Global CH₄ Fluxes Derived from JAXA/GOSAT Lower Tropospheric Partial Column Data and the CTE-CH₄ Atmospheric Inverse Model

Aki Tsuruta, Akihiko Kuze, Kei Shiomi, Fumie Kataoka, Nobuhiro Kikuchi, Tuula Aalto, Leif Backman, Ella Kivimäki, Maria K. Tenkanen, Kathryn McKain, Omaira E. García, Frank Hase, Rigel Kivi, Isamu Morino, Hirofumi Ohyama, David F. Pollard, Mahesh K. Sha, Kimberly Strong, Ralf Sussmann, Yao Te, Voltaire A. Velazco, Mihalis Vrekoussis, Thorsten Warneke, Minqiang Zhou, and Hiroshi Suto

Abstract. Satellite-driven inversions provide valuable information about methane (CH₄) fluxes, but the assimilation of total column-averaged dry-air mole fractions of CH₄ (XCH₄) has been challenging. This study explores, for the first time, the potential of the new lower tropospheric partial column (pXCH₄_LT) GOSAT data, retrieved by the Japan Aerospace Exploration Agency (JAXA), to constrain global and regional CH₄ fluxes. Using the CarbonTracker Europe-CH₄ atmospheric inverse model, we estimated CH₄ fluxes between 2016–2019 by assimilating the JAXA/GOSAT pXCH₄_LT and XCH₄data and surface CH₄ observations, independently of each other. The Northern Hemisphere CH₄ fluxes derived from the JAXA/GOSAT pXCH₄_LT data were similar to the estimates derived from the surface observations, but was underestimated by about 35 Tg CH₄ year^-1 (∼6 % of the global total) using the JAXA/GOSAT XCH₄ data. For the Southern Hemisphere, the estimates from the both GOSAT inversions were about 15–30 Tg CH₄ year^-1 higher than that derived from surface data. The evaluations against independent data from the Atmospheric Tomography Mission aircraft campaign showed good agreement in the lower tropospheric CH₄ from the inversions using the JAXA/GOSAT pXCH₄_LT and surface data. However, the modelled North-South gradients showed significant overestimation in the upper troposphere and stratosphere, possibly due to relatively uniform inter-hemispheric OH distributions that control CH₄ sinks. Overall, we found that the use of the JAXA/GOSAT pXCH₄_LT data shows considerable potential in constraining global and regional CH₄ fluxes, advancing our understanding of the CH₄ budget.

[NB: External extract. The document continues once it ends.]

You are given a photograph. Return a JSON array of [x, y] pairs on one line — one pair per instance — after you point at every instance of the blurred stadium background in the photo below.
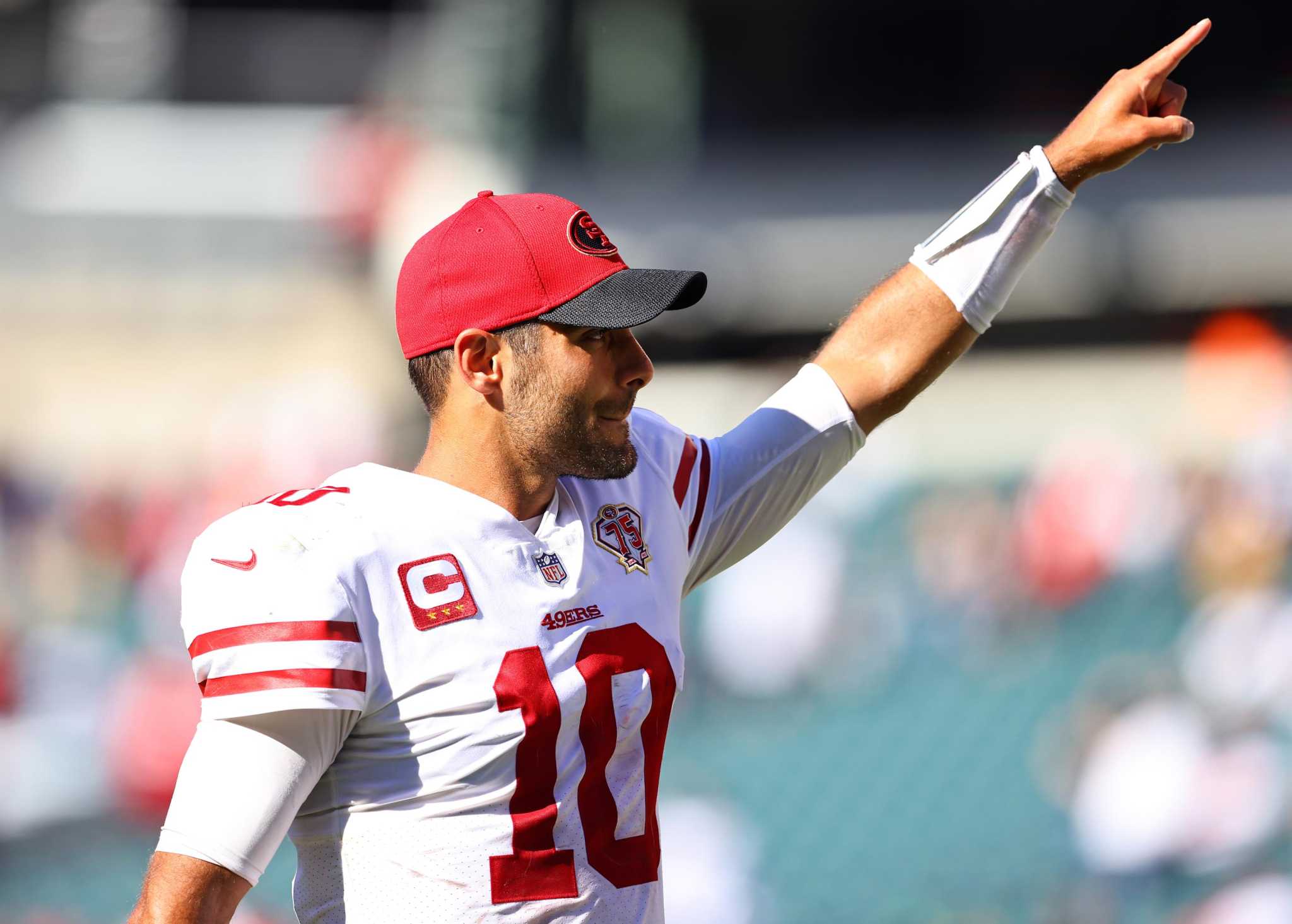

How to cite. Tsuruta, A., Kuze, A., Shiomi, K., Kataoka, F., Kikuchi, N., Aalto, T., Backman, L., Kivimäki, E., Tenkanen, M. K., McKain, K., García, O. E., Hase, F., Kivi, R., Morino, I., Ohyama, H., Pollard, D. F., Sha, M. K., Strong, K., Sussmann, R., Te, Y., Velazco, V. A., Vrekoussis, M., Warneke, T., Zhou, M., and Suto, H.: Global CH₄ Fluxes Derived from JAXA/GOSAT Lower Tropospheric Partial Column Data and the CTE-CH₄ Atmospheric Inverse Model, EGUsphere [preprint], https://doi.org/10.5194/egusphere-2025-159, 2025.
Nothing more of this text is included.